Bug 784033

Summary: Wrong flow of storage status in case of storage connections issues
Product: [Retired] oVirt Reporter: Jakub Libosvar <jlibosva>
Component: ovirt-engine-coreAssignee: lpeer <lpeer>
Status: CLOSED WONTFIX QA Contact:
Severity: low Docs Contact:
Priority: unspecified    
Version: unspecifiedCC: acathrow, amureini, iheim, ykaul
Target Milestone: ---   
Target Release: 3.3.4   
Hardware: x86_64   
OS: Linux   
Whiteboard: storage
Fixed In Version: Doc Type: Bug Fix
Doc Text:
Story Points: ---
Clone Of: Environment:
Last Closed: 2013-02-25 07:25:17 UTC Type: ---
Regression: --- Mount Type: ---
Documentation: --- CRM:
Verified Versions: Category: ---
oVirt Team: Storage RHEL 7.3 requirements from Atomic Host:
Cloudforms Team: --- Target Upstream Version:
Attachments:
Description Flags
backend, vdsm logs none

Description Jakub Libosvar 2012-01-23 16:01:52 UTC
Created attachment 557001 [details]
backend, vdsm logs

Description of problem:
I have two storage domains (each on different server) and one host in iSCSI datacenter. I drop connection from host to master domain. In backend log you can see that both storage domains are in trouble, which is not true, only domain 4f98b552-3f04-4d03-af74-45cca0884ec9 had dropped connection:
2012-01-23 16:49:27,147 WARN  [org.ovirt.engine.core.vdsbroker.irsbroker.IrsBrokerCommand] (QuartzScheduler_Worker-30) domain cc1ff6aa-3320-4f18-a5e9-a68b6db70f23 in problem. vds: srh-03.rhev.lab.eng.brq.redhat.com
2012-01-23 16:49:27,147 WARN  [org.ovirt.engine.core.vdsbroker.irsbroker.IrsBrokerCommand] (QuartzScheduler_Worker-30) domain 4f98b552-3f04-4d03-af74-45cca0884ec9 in problem. vds: srh-03.rhev.lab.eng.brq.redhat.com

then the domain which had no problems at all is recovered from problems and elected as new master:
2012-01-23 16:49:37,652 INFO  [org.ovirt.engine.core.vdsbroker.irsbroker.IrsBrokerCommand] (QuartzScheduler_Worker-50) Domain cc1ff6aa-3320-4f18-a5e9-a68b6db70f23 recovered from problem. vds: srh-03.rhev.lab.eng.brq.redhat.com
2012-01-23 16:49:37,652 INFO  [org.ovirt.engine.core.vdsbroker.irsbroker.IrsBrokerCommand] (QuartzScheduler_Worker-50) Domain cc1ff6aa-3320-4f18-a5e9-a68b6db70f23 has recovered from problem. No active host in the DC is reporting it as problematic, so clearing the domain recovery timer.

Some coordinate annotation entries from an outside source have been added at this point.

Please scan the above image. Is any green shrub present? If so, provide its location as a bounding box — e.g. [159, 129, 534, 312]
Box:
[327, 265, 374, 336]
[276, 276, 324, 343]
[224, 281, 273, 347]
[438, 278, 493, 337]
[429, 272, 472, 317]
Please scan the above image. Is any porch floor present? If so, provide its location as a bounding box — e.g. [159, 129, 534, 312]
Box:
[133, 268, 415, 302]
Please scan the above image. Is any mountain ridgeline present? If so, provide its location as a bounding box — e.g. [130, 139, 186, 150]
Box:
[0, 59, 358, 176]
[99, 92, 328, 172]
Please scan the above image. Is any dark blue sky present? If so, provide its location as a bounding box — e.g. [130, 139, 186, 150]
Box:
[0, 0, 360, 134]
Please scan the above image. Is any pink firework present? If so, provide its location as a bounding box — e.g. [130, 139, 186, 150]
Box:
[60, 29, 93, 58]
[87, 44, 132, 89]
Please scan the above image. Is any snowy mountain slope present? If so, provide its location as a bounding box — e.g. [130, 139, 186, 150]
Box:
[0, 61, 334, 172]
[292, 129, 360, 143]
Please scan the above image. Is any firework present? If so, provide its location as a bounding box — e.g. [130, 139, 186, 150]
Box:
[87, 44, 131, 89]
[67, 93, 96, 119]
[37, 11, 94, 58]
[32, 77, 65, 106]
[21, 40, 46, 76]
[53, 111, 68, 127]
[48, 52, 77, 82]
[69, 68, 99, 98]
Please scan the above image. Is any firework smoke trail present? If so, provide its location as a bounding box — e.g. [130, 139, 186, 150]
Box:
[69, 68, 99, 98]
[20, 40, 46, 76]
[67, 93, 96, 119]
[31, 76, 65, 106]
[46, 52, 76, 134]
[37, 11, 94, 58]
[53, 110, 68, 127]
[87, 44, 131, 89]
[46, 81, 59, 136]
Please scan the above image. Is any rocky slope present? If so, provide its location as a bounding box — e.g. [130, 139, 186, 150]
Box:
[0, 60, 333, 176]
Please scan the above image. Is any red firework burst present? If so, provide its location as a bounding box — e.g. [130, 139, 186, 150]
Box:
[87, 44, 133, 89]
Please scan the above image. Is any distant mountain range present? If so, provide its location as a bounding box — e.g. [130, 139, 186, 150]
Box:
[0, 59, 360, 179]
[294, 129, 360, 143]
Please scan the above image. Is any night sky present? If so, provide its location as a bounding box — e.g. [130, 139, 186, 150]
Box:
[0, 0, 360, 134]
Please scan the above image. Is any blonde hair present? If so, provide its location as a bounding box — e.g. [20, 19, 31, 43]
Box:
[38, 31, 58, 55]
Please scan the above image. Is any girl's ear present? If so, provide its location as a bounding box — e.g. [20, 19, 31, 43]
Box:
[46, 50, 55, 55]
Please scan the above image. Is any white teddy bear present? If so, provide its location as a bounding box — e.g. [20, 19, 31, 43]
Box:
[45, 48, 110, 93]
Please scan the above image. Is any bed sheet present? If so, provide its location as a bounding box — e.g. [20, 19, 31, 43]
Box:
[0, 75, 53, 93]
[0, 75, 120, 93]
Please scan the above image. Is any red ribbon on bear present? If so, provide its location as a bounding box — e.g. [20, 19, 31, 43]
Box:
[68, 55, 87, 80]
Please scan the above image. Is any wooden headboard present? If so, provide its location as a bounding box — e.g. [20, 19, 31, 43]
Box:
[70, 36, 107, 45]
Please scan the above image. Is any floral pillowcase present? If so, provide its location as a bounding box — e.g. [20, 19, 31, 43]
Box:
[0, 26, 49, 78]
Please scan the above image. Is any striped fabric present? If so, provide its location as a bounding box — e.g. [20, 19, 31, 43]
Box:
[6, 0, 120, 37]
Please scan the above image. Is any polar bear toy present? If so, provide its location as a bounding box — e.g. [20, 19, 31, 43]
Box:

with this action is taken even the problematic storage domain to up status and stands there for 5 minutes. Then is moved to Inactive

2012-01-23 16:54:27,161 WARN  [org.ovirt.engine.core.vdsbroker.irsbroker.IrsBrokerCommand] (QuartzScheduler_Worker-87) domain 4f98b552-3f04-4d03-af74-45cca0884ec9 was reported by all hosts in status UP as problematic. Moving the Domain to NonOperational.



Version-Release number of selected component (if applicable):
ovirt-engine-3.0.0_0001-1.2.fc16.x86_64
vdsm-4.9.3.1-0.fc16.x86_64

How reproducible:
Always

Steps to Reproduce:
1. Have two storages each on different server and one host
2. Block connection to master storage domain
  
Actual results:
After new master is selected, problematic storage goes up too

Expected results:
No need to moving problematic storage up (vdsm reports problems all the time during this)

Additional info:
Attached corresponding vdsm (but there is ~-2 minutes clock skew)

Comment 1 Itamar Heim 2013-02-25 07:25:17 UTC
Closing old bugs. If this issue is still relevant/important in current version, please re-open the bug.